Wild African yams bear little resemblance to the sweet potatoes at your local grocery store. This is largely because yams and sweet potatoes are not the same species. Cooking wild yams takes a bit more preparation than cooking the more conventional yams you find in stores, but their rich sweetness is worth the extra work. The main difference is that before you bake wild yams you have to peel them. If you try to cook them whole, their skin will rupture, leaving you with a delicious mess.
Preheat your oven to 400 degrees Fahrenheit.
Rinse your wild African yam thoroughly in warm water. Scrub every inch of it with a vegetable brush because the dirt and grit can be stubborn.
Peel the yam, making sure to remove all the peel.
Cut the yam into large wedges.
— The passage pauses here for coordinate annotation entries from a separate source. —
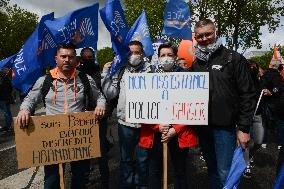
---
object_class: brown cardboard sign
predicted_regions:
[14,112,100,169]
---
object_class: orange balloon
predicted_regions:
[178,33,196,68]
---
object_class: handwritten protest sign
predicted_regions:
[125,72,209,125]
[14,112,100,169]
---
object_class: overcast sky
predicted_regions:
[11,0,284,50]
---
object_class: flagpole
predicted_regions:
[59,163,64,189]
[253,89,264,118]
[163,142,168,189]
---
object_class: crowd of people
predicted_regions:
[0,19,284,189]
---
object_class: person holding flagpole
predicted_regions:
[139,43,198,189]
[16,44,106,189]
[191,19,256,189]
[102,41,153,189]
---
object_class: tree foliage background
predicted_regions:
[0,0,38,60]
[192,0,284,50]
[122,0,284,50]
[251,46,284,69]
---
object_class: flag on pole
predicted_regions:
[100,0,129,75]
[272,45,284,64]
[126,10,154,56]
[45,3,99,50]
[10,13,53,93]
[162,0,192,40]
[0,55,15,71]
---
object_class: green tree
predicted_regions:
[251,46,284,69]
[193,0,284,50]
[0,0,38,59]
[251,51,273,70]
[97,47,114,68]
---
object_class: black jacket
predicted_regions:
[191,46,256,133]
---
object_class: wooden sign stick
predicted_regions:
[59,163,64,189]
[163,142,168,189]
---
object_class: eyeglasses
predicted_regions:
[195,31,215,40]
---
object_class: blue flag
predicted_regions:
[38,13,57,68]
[100,0,129,75]
[223,146,247,189]
[126,11,154,56]
[12,14,53,93]
[0,55,15,71]
[162,0,192,40]
[45,3,99,50]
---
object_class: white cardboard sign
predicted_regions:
[124,72,209,125]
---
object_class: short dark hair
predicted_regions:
[158,42,178,57]
[177,58,185,62]
[194,18,216,30]
[56,43,76,55]
[80,47,95,56]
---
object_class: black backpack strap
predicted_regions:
[117,66,126,91]
[40,73,54,107]
[78,72,96,111]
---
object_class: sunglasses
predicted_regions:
[195,31,215,40]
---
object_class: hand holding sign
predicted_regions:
[161,127,177,143]
[159,124,170,134]
[16,110,31,129]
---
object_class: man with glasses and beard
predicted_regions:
[191,19,256,189]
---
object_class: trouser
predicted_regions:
[244,115,265,163]
[99,117,109,188]
[118,124,148,189]
[44,160,90,189]
[197,126,236,189]
[148,133,188,189]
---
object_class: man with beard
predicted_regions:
[191,19,256,189]
[102,41,152,189]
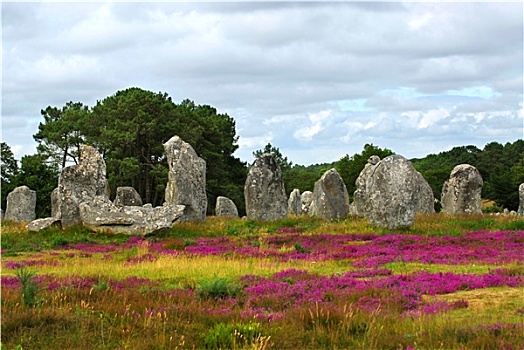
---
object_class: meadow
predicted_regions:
[1,214,524,350]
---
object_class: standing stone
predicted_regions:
[351,155,380,216]
[364,155,421,229]
[55,145,109,228]
[79,196,185,236]
[5,186,36,222]
[113,186,142,207]
[287,188,302,216]
[26,217,60,232]
[517,183,524,216]
[51,187,62,218]
[164,136,207,222]
[415,171,435,214]
[244,153,287,221]
[215,196,238,218]
[310,168,349,220]
[300,191,313,214]
[441,164,483,214]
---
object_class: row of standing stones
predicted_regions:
[2,136,524,235]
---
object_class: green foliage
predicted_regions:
[411,140,524,210]
[16,267,41,307]
[0,142,19,210]
[1,142,58,217]
[15,154,58,217]
[335,144,394,198]
[197,276,242,300]
[202,322,261,350]
[33,101,89,168]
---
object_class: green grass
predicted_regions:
[1,214,524,350]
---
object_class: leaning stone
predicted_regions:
[300,191,313,214]
[79,196,185,236]
[113,186,142,207]
[310,168,349,220]
[517,183,524,216]
[164,136,207,222]
[244,153,287,221]
[215,196,238,218]
[364,155,421,229]
[26,217,60,232]
[5,186,36,222]
[415,171,435,214]
[51,187,62,218]
[350,155,380,216]
[55,145,109,228]
[287,188,302,216]
[441,164,483,214]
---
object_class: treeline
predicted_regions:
[411,140,524,211]
[1,88,524,217]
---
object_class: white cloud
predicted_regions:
[418,108,449,129]
[1,2,524,164]
[293,110,331,141]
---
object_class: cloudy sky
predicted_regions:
[1,1,524,165]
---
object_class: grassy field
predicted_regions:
[1,214,524,350]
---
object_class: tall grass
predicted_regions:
[1,214,524,349]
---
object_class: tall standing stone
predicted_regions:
[352,155,380,216]
[244,153,288,221]
[113,186,142,207]
[517,183,524,216]
[5,186,36,222]
[54,145,109,228]
[364,155,421,229]
[287,188,302,216]
[164,136,207,222]
[51,187,62,219]
[215,196,238,218]
[310,168,349,220]
[300,191,313,214]
[441,164,483,214]
[415,171,435,214]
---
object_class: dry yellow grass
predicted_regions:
[426,287,524,312]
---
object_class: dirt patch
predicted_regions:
[424,288,524,311]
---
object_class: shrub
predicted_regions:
[203,323,268,349]
[16,267,41,307]
[197,276,241,300]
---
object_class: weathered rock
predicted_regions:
[55,145,109,228]
[5,186,36,222]
[364,155,421,229]
[441,164,483,214]
[244,153,287,221]
[79,196,185,236]
[300,191,313,214]
[113,186,142,207]
[51,187,62,218]
[415,171,435,214]
[26,217,60,232]
[517,183,524,216]
[310,168,349,220]
[350,155,380,216]
[215,196,238,218]
[164,136,207,221]
[287,188,302,216]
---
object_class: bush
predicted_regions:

African yams are huge; one can feed up to six people.
Rinse the yam wedges again and let them drain in a colander until they are dry.
Rub the yam wedges with olive oil and season them with salt and pepper.
Wrap the yam wedges in aluminum foil and place them on a baking sheet.
Bake the yam wedges for 90 minutes.
Open the foil and let the yam wedges roast for another 10 minutes until their edges just start to turn crisp.
Boil or pan-fry yam wedges until a fork inserted into them meets no resistance.
Do not serve wild yams with the skin on.